An Open Letter from Chancellor Castro to the CSU Community
Editor’s note: On February 4, 2022, the Chancellor’s Office of the California State University system issued the following statement.
To the California State University Community:
As many of you are aware, yesterday a story was published in the national media about the handling of sexual harassment allegations against Fresno State’s Vice President of Student Affairs and Enrollment Management Frank Lamas while I was serving as the campus president. I write to you now believing it to be of utmost importance that I immediately and directly address this matter with the entire CSU community.
Above all, I want to acknowledge the pain suffered by the members of the Fresno State community. To those who were hurt by Dr. Lamas’ behavior and actions, I am deeply and profoundly sorry.
In addition, I also recognize that aspects of Dr. Lamas’ separation from the university may have exacerbated this pain and caused understandable frustration among the campus community. I am sorry for this. I also want to provide some context in the hope that additional clarity will be helpful to those who are frustrated or confused by the circumstances of his departure.
In 2019, when a formal Title IX complaint was filed against Dr. Lamas, we acted immediately. To protect the campus community, he was removed from campus within four days. We then entered into settlement negotiations for two fundamental reasons: to permanently separate Dr. Lamas from campus as quickly as possible – without a prolonged legal fight – and to bar him permanently from future employment at Fresno State or any CSU campus. As part of the settlement agreement, which was mediated by a respected retired federal judge, I was required to provide Dr. Lamas with a letter of reference. I did so, and included language mentioning the progress the campus had made on student success and outcomes during his tenure. In hindsight, while my motives were to expedite Dr. Lamas’ permanent removal from the CSU, I regret agreeing to this aspect of the settlement, knowing that it caused additional pain.

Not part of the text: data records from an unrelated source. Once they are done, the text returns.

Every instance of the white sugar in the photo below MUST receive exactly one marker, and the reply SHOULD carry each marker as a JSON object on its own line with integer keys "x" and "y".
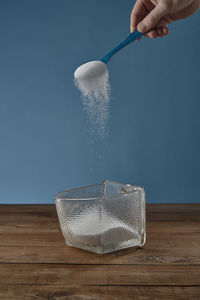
{"x": 92, "y": 79}
{"x": 102, "y": 231}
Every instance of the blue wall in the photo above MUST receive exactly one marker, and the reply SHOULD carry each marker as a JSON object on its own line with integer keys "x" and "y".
{"x": 154, "y": 126}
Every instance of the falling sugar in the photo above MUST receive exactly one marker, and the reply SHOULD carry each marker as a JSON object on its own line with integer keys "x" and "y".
{"x": 92, "y": 79}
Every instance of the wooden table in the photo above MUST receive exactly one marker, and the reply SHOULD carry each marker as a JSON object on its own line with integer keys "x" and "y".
{"x": 35, "y": 263}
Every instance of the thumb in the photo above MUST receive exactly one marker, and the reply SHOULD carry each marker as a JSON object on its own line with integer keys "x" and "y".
{"x": 152, "y": 18}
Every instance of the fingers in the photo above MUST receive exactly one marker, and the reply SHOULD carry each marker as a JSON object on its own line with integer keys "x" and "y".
{"x": 152, "y": 19}
{"x": 138, "y": 13}
{"x": 158, "y": 32}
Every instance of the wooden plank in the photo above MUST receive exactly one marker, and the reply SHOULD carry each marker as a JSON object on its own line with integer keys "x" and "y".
{"x": 78, "y": 275}
{"x": 61, "y": 292}
{"x": 157, "y": 251}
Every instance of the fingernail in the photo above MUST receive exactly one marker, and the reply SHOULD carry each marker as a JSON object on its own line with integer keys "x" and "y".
{"x": 142, "y": 27}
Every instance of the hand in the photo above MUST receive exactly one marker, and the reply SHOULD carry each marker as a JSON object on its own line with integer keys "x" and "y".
{"x": 153, "y": 16}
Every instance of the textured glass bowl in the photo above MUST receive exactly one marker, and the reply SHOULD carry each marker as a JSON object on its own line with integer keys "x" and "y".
{"x": 102, "y": 218}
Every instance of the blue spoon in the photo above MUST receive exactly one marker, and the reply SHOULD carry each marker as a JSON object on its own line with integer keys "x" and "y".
{"x": 95, "y": 68}
{"x": 131, "y": 38}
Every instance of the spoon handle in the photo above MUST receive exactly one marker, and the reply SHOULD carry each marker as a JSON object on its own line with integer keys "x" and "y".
{"x": 131, "y": 38}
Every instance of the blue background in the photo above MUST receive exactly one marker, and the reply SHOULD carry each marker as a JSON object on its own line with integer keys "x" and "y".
{"x": 45, "y": 145}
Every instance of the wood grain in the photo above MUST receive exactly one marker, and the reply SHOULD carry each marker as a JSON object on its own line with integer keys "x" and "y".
{"x": 61, "y": 292}
{"x": 35, "y": 262}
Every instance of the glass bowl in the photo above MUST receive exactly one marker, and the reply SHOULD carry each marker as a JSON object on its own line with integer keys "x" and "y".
{"x": 104, "y": 217}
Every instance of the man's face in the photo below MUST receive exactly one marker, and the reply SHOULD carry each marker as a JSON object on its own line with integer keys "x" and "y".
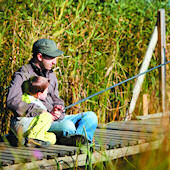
{"x": 47, "y": 62}
{"x": 43, "y": 95}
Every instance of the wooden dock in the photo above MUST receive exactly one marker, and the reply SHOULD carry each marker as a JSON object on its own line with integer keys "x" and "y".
{"x": 112, "y": 141}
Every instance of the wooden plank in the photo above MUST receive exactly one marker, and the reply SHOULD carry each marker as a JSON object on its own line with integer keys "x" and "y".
{"x": 144, "y": 67}
{"x": 145, "y": 105}
{"x": 80, "y": 160}
{"x": 162, "y": 49}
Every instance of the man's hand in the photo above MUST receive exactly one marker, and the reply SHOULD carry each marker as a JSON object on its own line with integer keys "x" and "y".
{"x": 56, "y": 112}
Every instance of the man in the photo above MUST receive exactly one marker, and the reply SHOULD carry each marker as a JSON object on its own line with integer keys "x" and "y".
{"x": 66, "y": 127}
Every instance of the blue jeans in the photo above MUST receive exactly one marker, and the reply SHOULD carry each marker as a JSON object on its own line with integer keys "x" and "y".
{"x": 82, "y": 124}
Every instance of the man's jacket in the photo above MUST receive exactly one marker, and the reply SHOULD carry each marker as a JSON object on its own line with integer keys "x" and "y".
{"x": 14, "y": 97}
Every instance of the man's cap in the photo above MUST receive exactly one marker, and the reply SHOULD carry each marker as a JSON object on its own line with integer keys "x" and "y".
{"x": 47, "y": 47}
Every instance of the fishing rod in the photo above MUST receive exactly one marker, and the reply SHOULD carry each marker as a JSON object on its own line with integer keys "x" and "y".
{"x": 80, "y": 101}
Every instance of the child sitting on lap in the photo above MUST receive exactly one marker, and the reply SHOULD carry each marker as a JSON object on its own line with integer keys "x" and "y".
{"x": 35, "y": 90}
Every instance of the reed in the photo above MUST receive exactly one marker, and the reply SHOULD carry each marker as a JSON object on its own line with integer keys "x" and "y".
{"x": 104, "y": 43}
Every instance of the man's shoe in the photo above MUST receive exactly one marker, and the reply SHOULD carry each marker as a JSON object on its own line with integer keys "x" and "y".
{"x": 72, "y": 140}
{"x": 37, "y": 143}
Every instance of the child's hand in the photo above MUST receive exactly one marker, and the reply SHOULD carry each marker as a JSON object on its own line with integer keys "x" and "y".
{"x": 59, "y": 108}
{"x": 55, "y": 113}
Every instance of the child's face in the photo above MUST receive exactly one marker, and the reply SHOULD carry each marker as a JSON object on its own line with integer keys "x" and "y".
{"x": 43, "y": 95}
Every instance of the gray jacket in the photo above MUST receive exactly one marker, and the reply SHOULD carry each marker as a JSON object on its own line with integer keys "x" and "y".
{"x": 14, "y": 97}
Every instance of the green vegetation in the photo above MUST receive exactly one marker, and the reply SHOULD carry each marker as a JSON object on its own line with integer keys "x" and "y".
{"x": 104, "y": 43}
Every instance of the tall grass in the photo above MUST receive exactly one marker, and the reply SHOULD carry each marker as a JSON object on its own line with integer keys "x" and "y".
{"x": 104, "y": 43}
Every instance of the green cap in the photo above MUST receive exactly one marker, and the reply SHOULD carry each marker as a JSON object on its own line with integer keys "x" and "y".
{"x": 47, "y": 47}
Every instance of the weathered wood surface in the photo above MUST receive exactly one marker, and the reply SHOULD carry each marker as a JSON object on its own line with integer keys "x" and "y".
{"x": 111, "y": 138}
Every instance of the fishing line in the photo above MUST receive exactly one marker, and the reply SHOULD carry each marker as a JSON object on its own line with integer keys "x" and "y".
{"x": 80, "y": 101}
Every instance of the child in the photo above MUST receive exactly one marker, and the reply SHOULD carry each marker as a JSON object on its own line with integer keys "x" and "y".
{"x": 35, "y": 90}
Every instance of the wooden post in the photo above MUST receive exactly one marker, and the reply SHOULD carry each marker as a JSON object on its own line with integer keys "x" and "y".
{"x": 145, "y": 104}
{"x": 162, "y": 49}
{"x": 144, "y": 67}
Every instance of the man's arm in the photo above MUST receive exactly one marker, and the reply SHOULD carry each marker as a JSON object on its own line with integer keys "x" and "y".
{"x": 14, "y": 98}
{"x": 57, "y": 102}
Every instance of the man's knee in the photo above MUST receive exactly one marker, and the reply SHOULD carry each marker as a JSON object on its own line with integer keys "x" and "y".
{"x": 92, "y": 116}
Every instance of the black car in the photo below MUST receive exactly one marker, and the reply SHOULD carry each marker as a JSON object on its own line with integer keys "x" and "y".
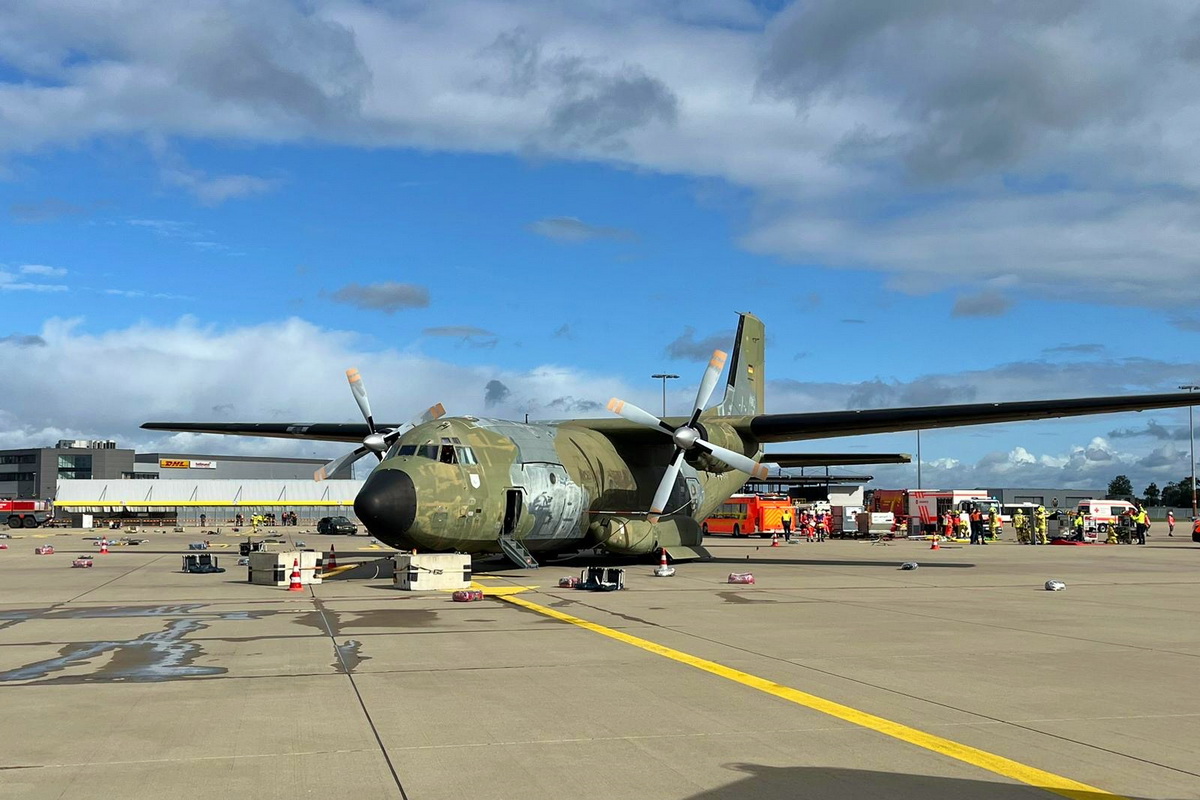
{"x": 330, "y": 525}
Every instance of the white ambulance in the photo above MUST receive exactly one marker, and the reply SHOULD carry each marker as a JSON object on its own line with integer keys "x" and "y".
{"x": 1099, "y": 515}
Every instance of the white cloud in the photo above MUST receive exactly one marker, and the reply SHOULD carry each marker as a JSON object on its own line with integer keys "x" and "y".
{"x": 945, "y": 143}
{"x": 41, "y": 269}
{"x": 192, "y": 372}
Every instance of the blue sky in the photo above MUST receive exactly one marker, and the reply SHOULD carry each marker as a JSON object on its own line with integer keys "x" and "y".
{"x": 214, "y": 211}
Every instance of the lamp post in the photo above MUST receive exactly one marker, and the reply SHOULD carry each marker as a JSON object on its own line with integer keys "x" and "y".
{"x": 1192, "y": 435}
{"x": 918, "y": 458}
{"x": 665, "y": 377}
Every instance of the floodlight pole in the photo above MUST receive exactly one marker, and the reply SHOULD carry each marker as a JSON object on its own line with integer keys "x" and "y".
{"x": 665, "y": 377}
{"x": 918, "y": 458}
{"x": 1192, "y": 435}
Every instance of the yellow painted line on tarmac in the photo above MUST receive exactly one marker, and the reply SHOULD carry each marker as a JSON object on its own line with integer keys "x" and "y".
{"x": 973, "y": 756}
{"x": 501, "y": 591}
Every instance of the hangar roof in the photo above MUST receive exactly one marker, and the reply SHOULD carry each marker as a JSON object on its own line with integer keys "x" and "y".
{"x": 150, "y": 494}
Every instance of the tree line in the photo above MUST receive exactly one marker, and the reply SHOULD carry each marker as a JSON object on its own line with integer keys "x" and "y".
{"x": 1177, "y": 494}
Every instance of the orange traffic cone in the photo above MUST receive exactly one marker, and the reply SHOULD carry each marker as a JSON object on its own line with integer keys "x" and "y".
{"x": 295, "y": 577}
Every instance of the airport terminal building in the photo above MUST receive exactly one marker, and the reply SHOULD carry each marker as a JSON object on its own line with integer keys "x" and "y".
{"x": 102, "y": 481}
{"x": 36, "y": 473}
{"x": 210, "y": 503}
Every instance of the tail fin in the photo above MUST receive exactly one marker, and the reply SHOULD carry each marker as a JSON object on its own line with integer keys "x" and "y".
{"x": 744, "y": 392}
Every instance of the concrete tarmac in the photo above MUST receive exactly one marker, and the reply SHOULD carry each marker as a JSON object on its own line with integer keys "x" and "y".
{"x": 837, "y": 674}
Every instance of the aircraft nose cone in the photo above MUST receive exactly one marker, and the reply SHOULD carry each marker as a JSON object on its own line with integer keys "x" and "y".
{"x": 387, "y": 503}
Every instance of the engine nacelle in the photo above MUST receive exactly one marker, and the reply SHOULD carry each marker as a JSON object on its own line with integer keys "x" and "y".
{"x": 637, "y": 536}
{"x": 719, "y": 434}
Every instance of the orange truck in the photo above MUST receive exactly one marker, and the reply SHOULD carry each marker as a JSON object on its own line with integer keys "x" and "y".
{"x": 25, "y": 513}
{"x": 744, "y": 515}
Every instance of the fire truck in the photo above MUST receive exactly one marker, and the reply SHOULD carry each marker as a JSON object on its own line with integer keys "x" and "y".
{"x": 743, "y": 515}
{"x": 27, "y": 513}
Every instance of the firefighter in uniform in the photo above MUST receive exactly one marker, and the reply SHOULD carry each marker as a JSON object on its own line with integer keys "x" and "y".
{"x": 1023, "y": 527}
{"x": 964, "y": 524}
{"x": 1141, "y": 524}
{"x": 1077, "y": 525}
{"x": 1042, "y": 527}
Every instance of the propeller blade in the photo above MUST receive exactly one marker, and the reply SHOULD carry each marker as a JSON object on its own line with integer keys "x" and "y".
{"x": 735, "y": 459}
{"x": 664, "y": 492}
{"x": 430, "y": 414}
{"x": 708, "y": 383}
{"x": 637, "y": 415}
{"x": 339, "y": 463}
{"x": 360, "y": 396}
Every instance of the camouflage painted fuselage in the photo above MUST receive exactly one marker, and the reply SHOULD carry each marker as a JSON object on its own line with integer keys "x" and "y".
{"x": 555, "y": 487}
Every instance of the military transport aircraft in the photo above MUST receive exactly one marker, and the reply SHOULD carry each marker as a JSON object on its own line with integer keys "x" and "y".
{"x": 629, "y": 486}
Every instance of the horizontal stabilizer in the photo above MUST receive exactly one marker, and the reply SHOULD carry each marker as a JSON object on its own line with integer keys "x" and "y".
{"x": 834, "y": 459}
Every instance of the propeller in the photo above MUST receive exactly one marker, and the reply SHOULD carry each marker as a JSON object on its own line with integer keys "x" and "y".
{"x": 687, "y": 437}
{"x": 375, "y": 441}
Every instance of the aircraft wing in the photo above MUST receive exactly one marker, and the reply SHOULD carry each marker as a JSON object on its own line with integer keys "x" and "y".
{"x": 823, "y": 425}
{"x": 834, "y": 459}
{"x": 319, "y": 431}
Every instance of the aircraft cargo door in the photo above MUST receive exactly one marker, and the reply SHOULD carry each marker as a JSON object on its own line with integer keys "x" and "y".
{"x": 555, "y": 501}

Again, I am sorry for the pain caused by Dr. Lamas’ abhorrent behavior and actions, and for any additional hurt and understandable frustration brought about by aspects of the mediated settlement agreement.
I want you – the entire Cal State community – to know that your health, safety and well-being are my first priority. This includes fostering and sustaining an environment free from sexual harassment and all other forms of sexual misconduct. And it also means respectfully and intentionally holding space for all those affected by this behavior. To that end, I am encouraged by the work we have done over the past year, including launching a systemwide review of Title IX compliance and community awareness of Title IX rights and responsibilities – and addressing the so-called “faculty retreat rights” that complicated Dr. Lamas’ separation.
But, of course, we must do so much more – to strengthen our survivor support services; to sharpen the tools we have to quickly and effectively respond to incidents that occur; and to appropriately address legal, administrative and procedural barriers that can impede action.
We must do more – and we will do more. I am fully committed to working with our campus presidents and the CSU Board of Trustees on these critically important issues, and I pledge to continue to do so until the California State University becomes a national model for the prevention and redress of sexual misconduct in all its forms.